Несмотря на множество народа, над всей долиной царила торжественная тишина. Молчание нарушалось только шарканьем ног людей, ходивших вокруг алтаря, ржанием коней, рокотом лесов… Верующие говорили не иначе как вполголоса, из уважения к святыне, а двигались не топая ногами. Только жрецы да ручей осмеливались во весь голос возглашать хвалу литовскому богу… А так как после богомольцев, толпами прибывавших на поклонение святыне, долина бывала усеяна остатками еды, то над ней постоянно стаями носились обитатели лесных вершин, перекликаясь разнообразнейшими голосами.

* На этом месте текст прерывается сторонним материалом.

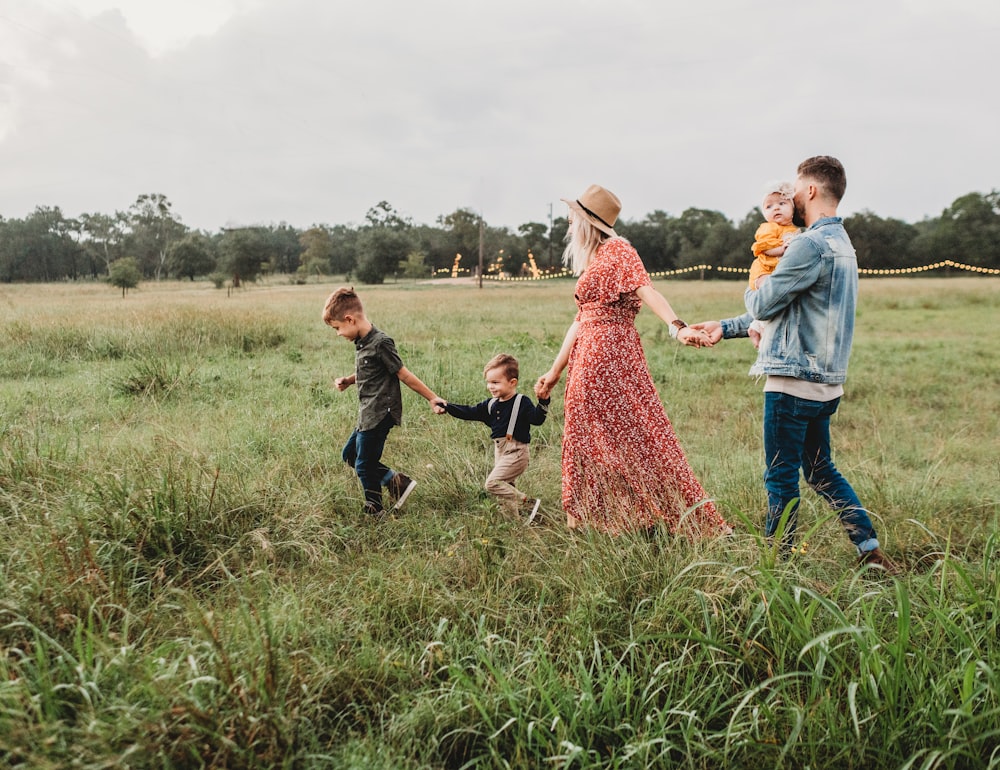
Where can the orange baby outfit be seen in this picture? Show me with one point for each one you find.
(769, 236)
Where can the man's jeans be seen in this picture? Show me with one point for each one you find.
(797, 436)
(363, 452)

Вид на долину представлялся величественной, красочной картиной.
По одну сторону ее тесною толпой сидели вокруг угасшего костра сивобородые старцы и вели тихую беседу. Дальше, в глубь поляны, виднелись на отлете от толпы женщины и девушки, готовившие пищу для паломников. Они хлопотали вокруг огней, разведенных между большими камнями.
Отдельными кучками стояли мужчины из разных концов и уголков земли, обмениваясь принесенными вестями. Молодежь, расположившаяся на опушке, вела себя несколько смелее: там слышались оживленные разговоры, тихий смех; иногда вызовы на состязание… По временам происходила как будто потасовка, но вскоре, вспомнив, где они находятся, смутьяны утихали, призывая друг друга к молчанию.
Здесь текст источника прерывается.